Feature-based Measures

`f1`(X, y)	Calculates the Maximum Fisher's discriminant ratio (F1) metric.
`f1v`(X, y)	Calculates the Directional vector maximum Fisher's discriminant ratio (F1v) metric.
`f2`(X, y)	Calculates the Volume of overlapping region (F2) metric.
`f3`(X, y)	Calculates the Maximum individual feature efficiency (F3) metric.
`f4`(X, y)	Calculates the Collective feature efficiency (F4) metric.

problexity.classification.f1(X, y)

Calculates the Maximum Fisher’s discriminant ratio (F1) metric.

Measure describes the overlap of feature values in each class.

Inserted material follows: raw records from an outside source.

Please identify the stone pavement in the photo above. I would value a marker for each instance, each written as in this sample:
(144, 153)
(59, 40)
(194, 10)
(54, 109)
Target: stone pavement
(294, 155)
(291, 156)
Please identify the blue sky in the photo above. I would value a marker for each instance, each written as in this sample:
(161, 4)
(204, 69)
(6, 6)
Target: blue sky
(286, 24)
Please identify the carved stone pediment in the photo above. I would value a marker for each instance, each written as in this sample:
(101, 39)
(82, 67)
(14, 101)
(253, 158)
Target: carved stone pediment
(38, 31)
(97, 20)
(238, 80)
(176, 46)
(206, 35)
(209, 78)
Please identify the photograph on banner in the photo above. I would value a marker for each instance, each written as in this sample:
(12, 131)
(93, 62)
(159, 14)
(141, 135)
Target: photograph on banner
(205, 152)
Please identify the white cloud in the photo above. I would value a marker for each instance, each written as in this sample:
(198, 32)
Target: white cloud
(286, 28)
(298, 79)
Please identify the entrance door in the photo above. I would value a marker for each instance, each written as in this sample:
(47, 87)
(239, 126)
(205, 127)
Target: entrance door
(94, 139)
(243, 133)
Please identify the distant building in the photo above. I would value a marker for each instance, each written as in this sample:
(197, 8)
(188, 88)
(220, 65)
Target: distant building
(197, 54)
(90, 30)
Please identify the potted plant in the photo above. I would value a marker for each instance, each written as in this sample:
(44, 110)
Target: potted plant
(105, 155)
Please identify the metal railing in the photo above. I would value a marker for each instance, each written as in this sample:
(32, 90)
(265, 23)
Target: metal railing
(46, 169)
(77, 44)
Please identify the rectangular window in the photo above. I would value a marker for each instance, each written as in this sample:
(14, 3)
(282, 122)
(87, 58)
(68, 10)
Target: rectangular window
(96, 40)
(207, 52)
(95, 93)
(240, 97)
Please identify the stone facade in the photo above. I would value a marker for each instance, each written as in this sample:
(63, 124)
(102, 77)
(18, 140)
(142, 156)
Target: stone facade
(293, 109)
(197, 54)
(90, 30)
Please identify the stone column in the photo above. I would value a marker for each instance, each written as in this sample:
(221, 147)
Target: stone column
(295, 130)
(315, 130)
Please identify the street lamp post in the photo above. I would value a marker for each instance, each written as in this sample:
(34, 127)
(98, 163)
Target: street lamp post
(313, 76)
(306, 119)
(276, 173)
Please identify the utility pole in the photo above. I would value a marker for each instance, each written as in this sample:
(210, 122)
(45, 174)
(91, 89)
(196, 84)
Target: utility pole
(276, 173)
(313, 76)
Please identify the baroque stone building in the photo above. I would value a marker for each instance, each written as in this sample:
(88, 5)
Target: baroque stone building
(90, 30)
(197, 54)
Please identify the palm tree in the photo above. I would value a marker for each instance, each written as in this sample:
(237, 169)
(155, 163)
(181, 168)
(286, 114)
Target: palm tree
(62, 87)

\[F1=\frac{1}{1+max^{m}_{i=1}r_{f_{i}}}\]

Parameters:

X (array-like, shape (n_samples, n_features)) – Dataset
y (array-like, shape (n_samples)) – Labels of binary classification task ([0,1])

Return type:

float

Returns:

F1 score

problexity.classification.f1v(X, y)

Calculates the Directional vector maximum Fisher’s discriminant ratio (F1v) metric.

\[F1v=\frac{1}{1+dF}\]

Parameters:

X (array-like, shape (n_samples, n_features)) – Dataset
y (array-like, shape (n_samples)) – Labels of binary classification task ([0,1])

Return type:

float

Returns:

F1v score

problexity.classification.f2(X, y)

Calculates the Volume of overlapping region (F2) metric.

Describes the overlap of the feature values within the classes. The measure is determined by the minimum and maximum values of features in the class. The overlap is then calculated and normalized by the range of values in each class.

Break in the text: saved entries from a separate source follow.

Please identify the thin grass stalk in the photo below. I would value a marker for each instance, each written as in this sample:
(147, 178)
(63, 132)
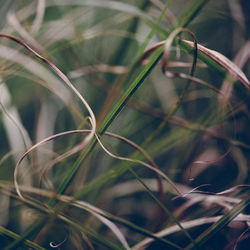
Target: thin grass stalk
(15, 236)
(220, 224)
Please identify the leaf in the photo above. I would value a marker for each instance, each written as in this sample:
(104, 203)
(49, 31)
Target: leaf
(227, 64)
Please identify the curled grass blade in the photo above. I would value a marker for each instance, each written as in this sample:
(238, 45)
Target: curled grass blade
(15, 236)
(221, 223)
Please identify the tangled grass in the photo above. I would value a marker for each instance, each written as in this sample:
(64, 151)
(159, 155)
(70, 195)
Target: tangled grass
(169, 79)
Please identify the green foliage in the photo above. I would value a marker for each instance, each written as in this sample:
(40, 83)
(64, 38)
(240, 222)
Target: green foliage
(118, 130)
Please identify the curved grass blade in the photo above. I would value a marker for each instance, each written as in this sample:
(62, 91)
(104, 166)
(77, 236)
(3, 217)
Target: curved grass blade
(221, 223)
(228, 65)
(190, 12)
(15, 236)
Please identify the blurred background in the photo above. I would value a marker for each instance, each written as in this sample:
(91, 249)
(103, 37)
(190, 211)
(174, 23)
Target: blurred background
(204, 144)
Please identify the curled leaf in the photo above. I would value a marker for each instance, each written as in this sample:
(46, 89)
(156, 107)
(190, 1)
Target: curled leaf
(227, 64)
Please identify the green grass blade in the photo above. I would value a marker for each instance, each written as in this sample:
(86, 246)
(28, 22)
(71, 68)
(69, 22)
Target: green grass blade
(190, 12)
(220, 224)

\[F2=\prod^{m}_{i}{\frac{overlap(f_i)}{range(f_i)}}\]

Parameters:

X (array-like, shape (n_samples, n_features)) – Dataset
y (array-like, shape (n_samples)) – Labels of binary classification task ([0,1])

Return type:

float

Returns:

F2 score

problexity.classification.f3(X, y)

Calculates the Maximum individual feature efficiency (F3) metric.

Measure describes the efficiency of each feature in the separation of classes. It considers the maximum value among all features.

\[F3=\min^{m}_{i=1}{\frac{n_o(f_i)}{n}}\]

Parameters:

X (array-like, shape (n_samples, n_features)) – Dataset
y (array-like, shape (n_samples)) – Labels of binary classification task ([0,1])

Return type:

float

Returns:

F3 score

problexity.classification.f4(X, y)

Calculates the Collective feature efficiency (F4) metric.

The measure describes an overview of how the features work together. The instances separated by the most discriminant feature that was not used already are excluded from the further analysis. The process continues until all instances are classified or all features are used. The measure is calculated according to the number of instances in the overlapping region after all features were used and the total number of samples.

\[F4=\frac{n_o(f_{min}(T_l))}{n}\]

Parameters:

X (array-like, shape (n_samples, n_features)) – Dataset
y (array-like, shape (n_samples)) – Labels of binary classification task ([0,1])

Return type:

float

Returns:

F4 score